Yes, I always love the Main Titles from a film. That’s when the composer usually gets a chance to lay out a bit of the theme(s) and set the mood for the film that you’re about to see. Similarly, the End Credits are always fun, too. That’s when you might get to hear all of the themes and maybe some expanded music from the score that’s not used in the film. With The Call we start right into the story without any Main Titles so I loved writing the End Credits music. After our big ending (no spoilers!) I got to send those chills back down your spine when you’re in that “shocked” moment. It’s based on material from a few scenes toward the end of the film. I fleshed this out into a full-on version of the main theme with the synths, orchestra and little girl going all out. Definitely my favorite track, even though you don’t hear it until the very end of the film.
-You have scored a few horror projects. Why do you think your music resonates so well in this genre?
I love creating dramatic, emotion connections through music to what you’re seeing on the screen. Whatever that emotion is, be it joy, sadness, mystery, wonder, terror, etc., music has a way of telling a story that we all can connect to just through hearing it.
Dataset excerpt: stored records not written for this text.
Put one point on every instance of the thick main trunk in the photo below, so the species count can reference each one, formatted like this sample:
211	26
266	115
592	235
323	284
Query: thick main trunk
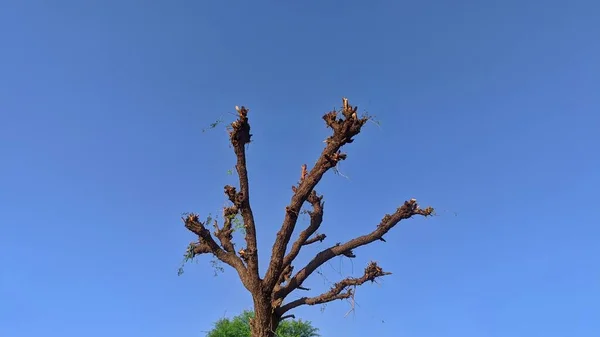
265	322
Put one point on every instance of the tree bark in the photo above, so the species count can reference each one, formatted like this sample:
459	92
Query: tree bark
265	320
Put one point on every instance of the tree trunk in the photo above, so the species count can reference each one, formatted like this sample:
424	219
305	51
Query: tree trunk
265	322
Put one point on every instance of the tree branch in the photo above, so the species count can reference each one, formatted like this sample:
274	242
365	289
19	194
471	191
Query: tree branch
407	210
316	218
239	137
225	234
371	272
343	130
207	245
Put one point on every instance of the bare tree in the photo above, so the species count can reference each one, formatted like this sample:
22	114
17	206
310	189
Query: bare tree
270	293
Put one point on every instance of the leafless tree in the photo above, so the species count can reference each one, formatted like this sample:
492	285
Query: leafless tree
270	293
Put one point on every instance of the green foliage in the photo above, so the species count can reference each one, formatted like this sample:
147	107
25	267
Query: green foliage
239	326
189	255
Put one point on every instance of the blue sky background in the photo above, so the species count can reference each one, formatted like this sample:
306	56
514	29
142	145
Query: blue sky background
489	111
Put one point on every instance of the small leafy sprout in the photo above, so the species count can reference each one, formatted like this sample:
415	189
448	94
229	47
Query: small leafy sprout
213	125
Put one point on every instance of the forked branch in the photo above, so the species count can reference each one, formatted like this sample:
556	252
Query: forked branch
239	135
344	128
340	290
207	245
407	210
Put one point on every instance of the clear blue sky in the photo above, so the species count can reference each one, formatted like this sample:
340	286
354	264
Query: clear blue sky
489	111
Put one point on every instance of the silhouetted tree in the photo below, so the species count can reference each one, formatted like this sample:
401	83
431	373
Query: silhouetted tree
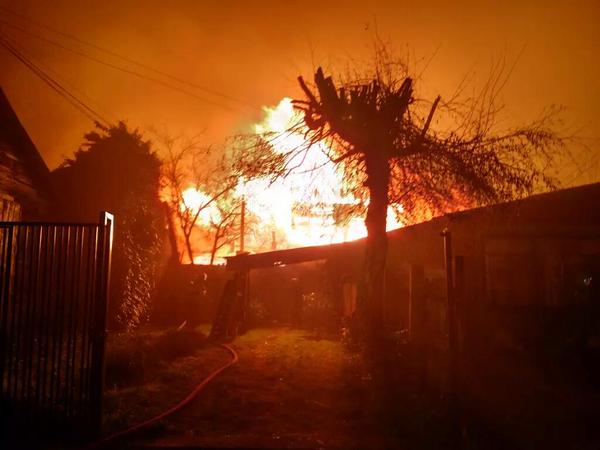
117	171
190	165
391	154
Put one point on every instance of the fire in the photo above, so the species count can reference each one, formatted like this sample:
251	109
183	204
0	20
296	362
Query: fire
295	211
196	200
301	206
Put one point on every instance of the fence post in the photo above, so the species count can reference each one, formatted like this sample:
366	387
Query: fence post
103	265
415	304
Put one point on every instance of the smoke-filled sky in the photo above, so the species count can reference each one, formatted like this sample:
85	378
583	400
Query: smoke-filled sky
253	52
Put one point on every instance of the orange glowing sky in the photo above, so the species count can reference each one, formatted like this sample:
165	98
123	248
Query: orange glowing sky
255	50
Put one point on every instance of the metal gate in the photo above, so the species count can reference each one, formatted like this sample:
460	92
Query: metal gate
53	291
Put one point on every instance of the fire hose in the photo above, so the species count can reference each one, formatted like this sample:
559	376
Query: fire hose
110	439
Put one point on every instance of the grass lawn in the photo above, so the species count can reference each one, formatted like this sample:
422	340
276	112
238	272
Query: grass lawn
290	389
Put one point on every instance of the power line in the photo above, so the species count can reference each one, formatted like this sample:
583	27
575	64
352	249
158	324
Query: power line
119	68
121	57
80	105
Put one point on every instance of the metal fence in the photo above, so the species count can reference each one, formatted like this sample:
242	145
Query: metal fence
53	291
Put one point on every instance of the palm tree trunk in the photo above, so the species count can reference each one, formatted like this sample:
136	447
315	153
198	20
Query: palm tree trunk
378	174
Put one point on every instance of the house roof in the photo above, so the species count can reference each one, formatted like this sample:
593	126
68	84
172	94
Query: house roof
573	206
14	135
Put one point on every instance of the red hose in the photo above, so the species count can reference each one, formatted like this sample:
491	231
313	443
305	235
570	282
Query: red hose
135	428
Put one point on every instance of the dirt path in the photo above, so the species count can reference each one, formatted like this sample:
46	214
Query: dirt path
290	389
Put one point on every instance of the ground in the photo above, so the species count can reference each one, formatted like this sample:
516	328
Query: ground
290	389
303	389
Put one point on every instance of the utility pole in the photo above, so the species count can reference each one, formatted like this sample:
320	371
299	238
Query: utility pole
242	224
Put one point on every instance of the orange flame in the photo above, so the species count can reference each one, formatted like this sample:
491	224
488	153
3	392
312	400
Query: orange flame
295	211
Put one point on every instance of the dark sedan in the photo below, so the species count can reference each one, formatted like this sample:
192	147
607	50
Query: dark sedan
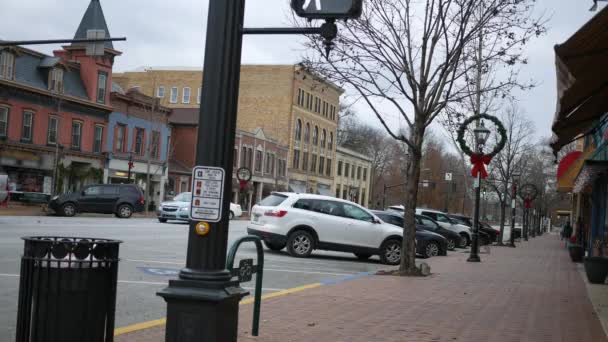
428	244
429	224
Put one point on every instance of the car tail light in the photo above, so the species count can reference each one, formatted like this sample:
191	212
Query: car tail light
276	213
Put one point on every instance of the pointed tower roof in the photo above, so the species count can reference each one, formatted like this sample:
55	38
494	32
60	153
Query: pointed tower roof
93	19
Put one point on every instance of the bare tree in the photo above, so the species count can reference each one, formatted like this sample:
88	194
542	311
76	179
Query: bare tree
513	157
405	60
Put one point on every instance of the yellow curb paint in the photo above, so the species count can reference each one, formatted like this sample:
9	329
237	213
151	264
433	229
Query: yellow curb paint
163	321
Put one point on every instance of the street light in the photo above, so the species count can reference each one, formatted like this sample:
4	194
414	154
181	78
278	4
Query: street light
481	136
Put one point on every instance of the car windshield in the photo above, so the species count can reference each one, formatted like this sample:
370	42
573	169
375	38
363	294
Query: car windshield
183	197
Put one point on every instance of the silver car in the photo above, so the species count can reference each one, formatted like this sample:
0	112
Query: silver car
177	209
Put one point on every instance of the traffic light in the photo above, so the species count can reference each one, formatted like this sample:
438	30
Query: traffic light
327	9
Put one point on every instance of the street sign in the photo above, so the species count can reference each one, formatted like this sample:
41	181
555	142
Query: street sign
207	193
327	9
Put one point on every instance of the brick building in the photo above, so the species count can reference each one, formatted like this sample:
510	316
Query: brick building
54	113
264	156
291	105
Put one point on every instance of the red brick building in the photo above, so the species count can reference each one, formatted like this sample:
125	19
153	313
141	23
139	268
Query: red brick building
265	157
54	113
As I go through my process of scoring horror films I really try to capture those initial reactions to what you’re seeing and highlight that emotion musically. I once worked for horror composer legend Chris Young many many years ago and I saw how he would watch the film for the first time and grab his own initial reactions to seeing a scene for the first time. You really have to live in the moment with the characters in order to do this because music doesn’t already exist with what you’re watching then, of course. This is ultimately storytelling and I absolutely love doing it with horror music because the audience really relies on you to keep them in that scary emotional moment that they’re captured in while watching the film.
-Is there a director you would really like to work with?
Do they still have to be living? Alfred Hitchcock!! haha… There are so many directors that have shaped my creative film scoring sound since childhood. Many of whom have basically partnered up with a composer for most of their projects. I’m talking about Alfred Hitchcock and Bernard Hermann, Steven Spielberg and John Williams, Tim Burton and Danny Elfman, Wes Anderson and Mark Mothersbaugh, etc. The list goes on. What I love about these director/composer relationships is the creative trust that is built between them. The director isn’t completely hands-off in the scoring process but trusts the composer with the musical end of the storytelling elements of the film. And the composer trusts the director’s vision of how that story should be shaped through music. That symbiosis is beautiful and I would love to work with any director in this way.